Cela dit, je ne vois pas forcément d’un mauvais œil l’existence de médias plus spécialisés. Toutes les formes de culture n’ont pas vocation à toucher tout le monde. Il est sain qu’il existe des goûts, des sensibilités et des publics différents. Un monde où chacun écouterait la même musique me semblerait profondément triste.

C’est aussi pour cette raison que nous avons toujours accepté d’ouvrir ponctuellement nos émissions à d’autres univers musicaux. Non pour diluer l’identité lyrique du programme, mais parce que les cultures dialoguent et s’enrichissent mutuellement. L’opéra est aujourd’hui une forme artistique minoritaire ; cela ne lui retire rien de sa valeur. Au contraire, la diversité des expressions culturelles constitue à mes yeux une richesse qu’il faut préserver.

Au cours de ces quinze années, quelle rencontre artistique vous a le plus marqué ?

La première rencontre qui me vient spontanément est celle avec Ruggero Raimondi, devenu un véritable ami et le parrain de ma fille. C’est une rencontre à la fois artistique et humaine très forte.

J’ai également eu une relation très profonde avec Béatrice Uria-Monzon. C’était bien plus qu’une collaboration : une véritable complicité, presque fraternelle. Elle m’appelait souvent pour travailler un rôle, pour affiner une partition, et nous avons construit ensemble un spectacle autour de Maria Callas, écrit pour elle et avec elle.

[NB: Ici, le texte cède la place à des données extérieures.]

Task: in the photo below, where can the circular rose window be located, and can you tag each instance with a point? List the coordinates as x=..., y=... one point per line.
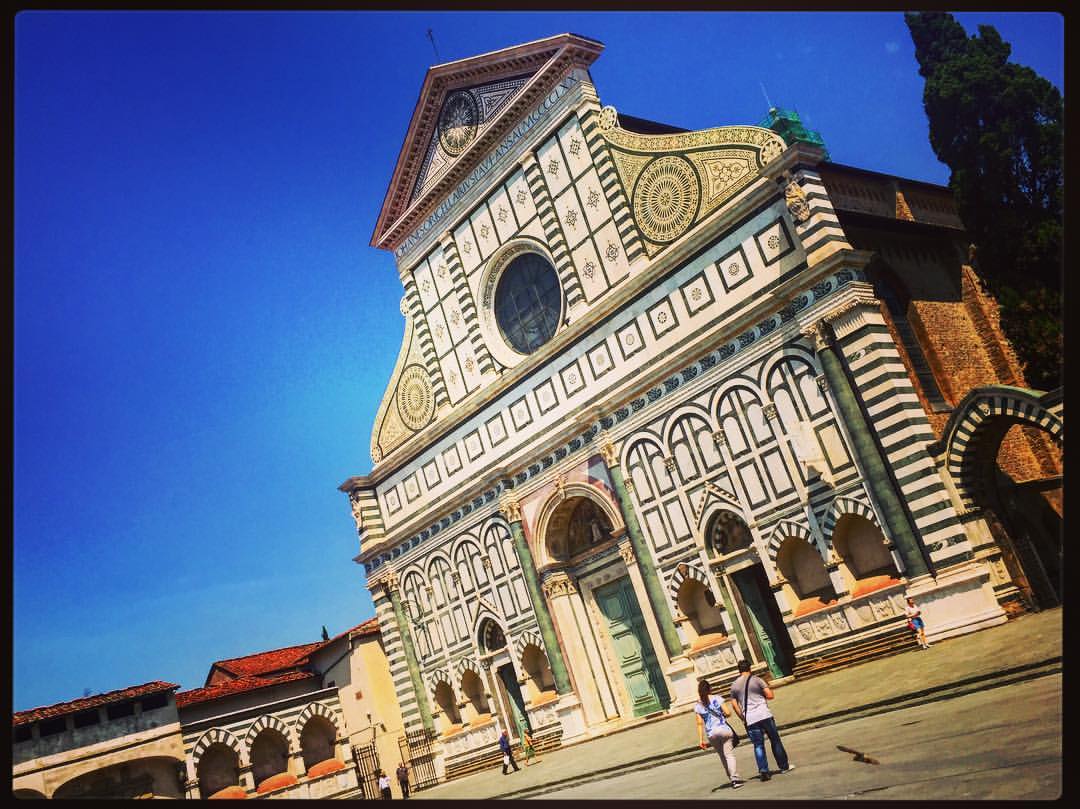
x=527, y=302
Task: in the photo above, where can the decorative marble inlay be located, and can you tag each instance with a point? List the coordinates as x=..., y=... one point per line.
x=665, y=198
x=416, y=402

Ces rencontres naissent souvent d’une admiration initiale qui se transforme en lien humain. Parfois, il arrive que l’admiration artistique ne trouve pas son prolongement dans la relation personnelle.

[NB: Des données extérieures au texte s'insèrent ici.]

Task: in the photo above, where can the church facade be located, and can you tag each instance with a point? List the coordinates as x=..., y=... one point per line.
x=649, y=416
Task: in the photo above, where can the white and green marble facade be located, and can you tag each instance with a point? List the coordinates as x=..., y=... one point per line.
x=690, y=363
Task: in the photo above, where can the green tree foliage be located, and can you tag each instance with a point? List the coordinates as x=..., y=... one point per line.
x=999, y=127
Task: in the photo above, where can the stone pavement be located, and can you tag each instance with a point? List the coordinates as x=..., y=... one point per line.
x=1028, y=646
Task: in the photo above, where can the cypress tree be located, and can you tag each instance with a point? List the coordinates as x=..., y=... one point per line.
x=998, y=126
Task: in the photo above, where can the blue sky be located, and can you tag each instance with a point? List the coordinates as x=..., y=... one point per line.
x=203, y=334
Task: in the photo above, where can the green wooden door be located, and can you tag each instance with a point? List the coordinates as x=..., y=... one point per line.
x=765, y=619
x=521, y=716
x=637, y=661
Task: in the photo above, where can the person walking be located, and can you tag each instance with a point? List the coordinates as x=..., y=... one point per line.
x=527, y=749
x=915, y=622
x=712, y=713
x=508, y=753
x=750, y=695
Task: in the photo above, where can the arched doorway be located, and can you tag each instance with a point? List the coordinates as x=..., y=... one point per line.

Elisabeth Schwarzkopf était une personnalité d’une immense autorité artistique, d’une exigence presque intimidante, et dont j’avais une très grande admiration pour l’art du chant et le travail du texte. J’ai eu l’occasion de la rencontrer lors d’un dîner. J’étais très impressionné, bien sûr, mais aussi très curieux de cette figure que j’avais longtemps considérée comme une référence absolue. La conversation a été marquante, mais elle a aussi confirmé ce que j’avais pressenti : une distance importante entre l’admiration que l’on peut avoir pour l’artiste et la relation humaine réelle que l’on peut établir. Cela n’enlève rien à son importance artistique, qui reste considérable à mes yeux, mais cette rencontre n’a pas débouché sur une proximité personnelle.

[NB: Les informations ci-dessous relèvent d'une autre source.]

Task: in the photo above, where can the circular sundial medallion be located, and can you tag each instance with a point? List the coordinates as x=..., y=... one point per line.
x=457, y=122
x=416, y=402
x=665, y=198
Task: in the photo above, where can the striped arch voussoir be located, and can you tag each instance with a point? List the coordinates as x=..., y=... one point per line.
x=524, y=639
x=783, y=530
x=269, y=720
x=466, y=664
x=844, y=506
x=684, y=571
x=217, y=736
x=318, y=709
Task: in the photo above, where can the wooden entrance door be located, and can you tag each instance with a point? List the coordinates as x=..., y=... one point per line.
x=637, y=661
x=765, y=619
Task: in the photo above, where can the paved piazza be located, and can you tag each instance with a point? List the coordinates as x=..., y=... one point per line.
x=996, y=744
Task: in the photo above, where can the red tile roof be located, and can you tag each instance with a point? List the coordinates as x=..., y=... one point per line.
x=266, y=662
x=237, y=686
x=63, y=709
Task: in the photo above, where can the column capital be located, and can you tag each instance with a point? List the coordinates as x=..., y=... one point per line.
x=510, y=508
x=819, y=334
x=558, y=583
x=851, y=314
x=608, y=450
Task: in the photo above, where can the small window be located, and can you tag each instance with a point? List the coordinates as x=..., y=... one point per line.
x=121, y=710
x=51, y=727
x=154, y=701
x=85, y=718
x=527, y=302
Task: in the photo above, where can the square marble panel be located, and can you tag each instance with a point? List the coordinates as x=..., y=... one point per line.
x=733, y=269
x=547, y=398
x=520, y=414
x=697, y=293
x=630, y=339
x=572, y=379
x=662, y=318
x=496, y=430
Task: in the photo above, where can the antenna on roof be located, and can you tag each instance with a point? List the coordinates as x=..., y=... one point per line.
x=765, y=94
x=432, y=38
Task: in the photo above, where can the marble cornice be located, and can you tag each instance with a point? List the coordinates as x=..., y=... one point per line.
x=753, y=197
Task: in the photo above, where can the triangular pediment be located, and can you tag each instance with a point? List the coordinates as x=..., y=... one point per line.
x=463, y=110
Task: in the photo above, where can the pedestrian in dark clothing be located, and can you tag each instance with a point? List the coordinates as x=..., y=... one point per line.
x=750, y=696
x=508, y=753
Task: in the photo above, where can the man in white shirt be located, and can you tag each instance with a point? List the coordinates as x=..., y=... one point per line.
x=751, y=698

Après quinze ans à la tête de Musique en fête, qu’est-ce qui continue de nourrir votre enthousiasme et votre envie de poursuivre l’aventure ?

Je vous l’ai dit, je suis un peu boulimique : je n’ai jamais envie de m’arrêter. On peut m’arrêter, mais ce ne sera jamais moi qui déciderai de le faire. Et cette dynamique vient de la passion qui m’anime et des rencontres avec des chanteurs et des chanteuses.

Chaque année, j’ai la chance de faire découvrir certains artistes au public. Quand j’ai entendu Anne-Lise Polchlopek, je me suis dit immédiatement qu’elle méritait d’être présentée au grand public. Elle, sera pour beaucoup une véritable découverte. Elle a quelque chose de singulier, une présence vocale et humaine qui m’a immédiatement frappé.

Il y a parfois un « effet Marina Viotti » : des artistes que l’on accompagne un temps, puis qui n’ont plus besoin de vous — ou plutôt l’inverse. Marina, aujourd’hui, est une artiste installée, et c’est moi qui suis heureux de la retrouver. Pour les quinze ans, je lui ai demandé de venir : elle a accepté sans hésiter, avec beaucoup de fidélité.

Je fais ainsi énormément d’auditions, notamment chez mon ami Antoine Palloc, avec qui je partage une véritable complicité artistique et affective. Il reçoit beaucoup de chanteurs, et il m’arrive de passer des après-midis entiers à les écouter. C’est souvent dans ces moments-là que naissent de belles découvertes. Il m’a par exemple fait rencontrer Kaarin Cecilia Phelps, que j’aurais aimé programmer cette année mais qui est retenue à Hambourg. Je l’inviterai probablement dans une prochaine édition.

Année après année, mon moteur reste le même : écouter, repérer, transmettre, et donner leur chance à des artistes qui, demain, trouveront leur place.